Sunday, April 15, 2012

Curating Nation Talk Series: Guerrilla Archaeologists and the Singapore Story (12 April 2012, NUS Museum)

Curating Nation Talk Series: Guerrilla Archaeologists and the Singapore Story, 12-April-2012, 6.30pm, NUS MUSEUM
From the introductory text:
"Most people think Singapore and archaeology are boring subjects, but the combination of the two can be exciting. Since Singapore has no laws covering archaeology, it is possible and sometimes necessary to go about the exploration for new sites in unorthodox ways. The term "underground" can mean something different in Singapore than it does in normal archaeological contexts! In this talk Prof John Miksic will provide an account of the history of archaeology in Singapore since 1984, and its connection with museums."


Prof. John Miksic grew up in western New York State, where he found stone arrowheads made by the Iroquois on his grandfather's farm. In 1967 he participated in his first archaeological expedition, to northern Canada to study Inuit. The next year he joined the Peace Corps and was sent to Malaysia, whereupon he was entranced by the archaeological potential of this region.

Here are some of my notes on this talk by the archaelogist John Miksic, who has been excavating archaeological artifacts in Singapore for longer than I have been alive. The talk was conducted at the NUS Museum with about 100 people who had signed up to attend and there was a great Q&A after it, and a walk-through the Sherd Gallery where there is also a new video installation.

[List of key points]

  • There are usually three reasons for doing archaeology:
    1 - to preserve memory and create identity, saving minds and memories
    2 - to prevent injustices or falsifications of the past (it can be used for political purposes or it may come about in the course of colonialism)
    3 - because of the financial value, and the question of defining its context or value
  • Archaeological sites of interest in Singapore are generally concentrated in the town area, with a clear boundary.
  • It is suggested that Fort Canning "was preserved because we found artifacts" there. It has now been turned into a "Heritage theme park" - we were shown a series of images such as the "Myriad of Activities" signboard which emphasizes the diversity of activities at Fort Canning Hill, and the "Mural of Stone", featuring stories of the Singapore River, carved in Bali in a Borobodur style. There are two main walks on Fort Canning, one being the 19th Century Walk and the other being the 14th Century Walk.
  • "It is not endangered, so we are not going to dig it up." - in the case of Padang and other sites, it was opportunism that allowed them to do archaeological studies, being proactive to ask for permission to do the study.

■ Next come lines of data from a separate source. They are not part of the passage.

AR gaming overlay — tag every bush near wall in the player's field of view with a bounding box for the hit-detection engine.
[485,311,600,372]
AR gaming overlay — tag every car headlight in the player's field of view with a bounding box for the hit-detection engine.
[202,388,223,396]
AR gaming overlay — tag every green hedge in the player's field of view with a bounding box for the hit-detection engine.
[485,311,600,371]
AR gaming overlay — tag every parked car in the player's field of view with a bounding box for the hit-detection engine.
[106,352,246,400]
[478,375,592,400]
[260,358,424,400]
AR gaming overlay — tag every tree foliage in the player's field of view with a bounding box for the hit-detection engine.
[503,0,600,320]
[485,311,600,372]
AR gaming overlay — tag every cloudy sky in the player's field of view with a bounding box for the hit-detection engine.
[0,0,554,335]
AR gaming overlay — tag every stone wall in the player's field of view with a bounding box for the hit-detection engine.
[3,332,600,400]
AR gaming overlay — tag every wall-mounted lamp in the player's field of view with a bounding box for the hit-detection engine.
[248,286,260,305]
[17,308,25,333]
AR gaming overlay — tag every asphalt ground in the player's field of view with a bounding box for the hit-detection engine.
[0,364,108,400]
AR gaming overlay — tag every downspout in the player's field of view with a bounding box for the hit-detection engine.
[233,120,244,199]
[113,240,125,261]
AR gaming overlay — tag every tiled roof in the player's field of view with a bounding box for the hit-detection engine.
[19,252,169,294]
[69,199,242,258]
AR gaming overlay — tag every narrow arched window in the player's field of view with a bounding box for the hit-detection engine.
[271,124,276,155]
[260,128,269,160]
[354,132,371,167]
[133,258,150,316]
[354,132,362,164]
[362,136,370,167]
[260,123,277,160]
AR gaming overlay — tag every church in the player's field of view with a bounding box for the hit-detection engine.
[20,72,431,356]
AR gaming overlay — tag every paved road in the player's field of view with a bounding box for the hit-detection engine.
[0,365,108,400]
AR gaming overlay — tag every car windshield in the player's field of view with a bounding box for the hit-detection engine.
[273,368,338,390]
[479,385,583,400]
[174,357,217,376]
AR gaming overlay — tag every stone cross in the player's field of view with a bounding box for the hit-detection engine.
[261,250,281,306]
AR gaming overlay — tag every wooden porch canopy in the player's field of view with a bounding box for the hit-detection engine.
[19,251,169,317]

But the government was agreeable to allow the museum to carry out digs before excavation began for construction work. In places like the Old Parliament Building, intact artifacts were also found below the floor board.
  • There was sand under the padding, all the way to Kampong Glam. This pure white sand corroborates with Sri Tri Buana's encounter with the pure white sandy beach, which Indra Bopal answered, was the land called Temasik.
  • It is often said that the origins of Singapore's history starts in 1819. In an ST interview with the writers of a encyclopedic book about Singapore called the "Singapore Epic", the writers or editors were commented that they did not want to cover events before 1819 because it would allegedly confuse people and dilute the discussion on Singapore's History. But the real question should actually be: is it identity if it doesn't sell? What tourists want is shallow, simplified content, it is not necessary to think so hard or go so deep into things. But doesn't identity exist for the sake of the ones who have that identity, and not for the benefit or consumption of others?
  • The example of Singapore's influence - Singapore, Michigan: There was once a city in the US called Singapore, Michigan. It was called Singapore because Singapore's reputation had travelled far and wide, although this city was eventually subsumed into Chicago and no longer exists. The essence of Singapore which that town in US wanted to embody by taking on the name of Singapore was: let's become rich by trading!
  • The reputation of the island has also travelled across the seas in the stories of the oft-overlooked Wang Dayuan. The 14th century Chinese traveller wrote of the settlement of Dan Ma Xi from the Malay word Temasik (in 1330) and wrote of both Malay and Chinese residents on the island. Some were said to have been sailors suffering from Malaria who had been left behind on the islands because they were too sick to travel - in the end they ended up living on the island for longer stretches of time and had small settlements similar to the sites of Indonesia sites at Padang Lawas and Kota Cina. (Wang Dayuan's account also talks of the Dragon's Tooth or Long Ya Men (which incidentally has since been reconstructed in fiberglass as an attraction).
  • These and other early records suggest that the current site of Singapore was actually the first place in Southeast asia where Chinese people had resided.
  • Singapore's "history" must be seen within the greater context of time - archaeology provides tangible proof that the "history" or Story of Singapore begins way before 1819.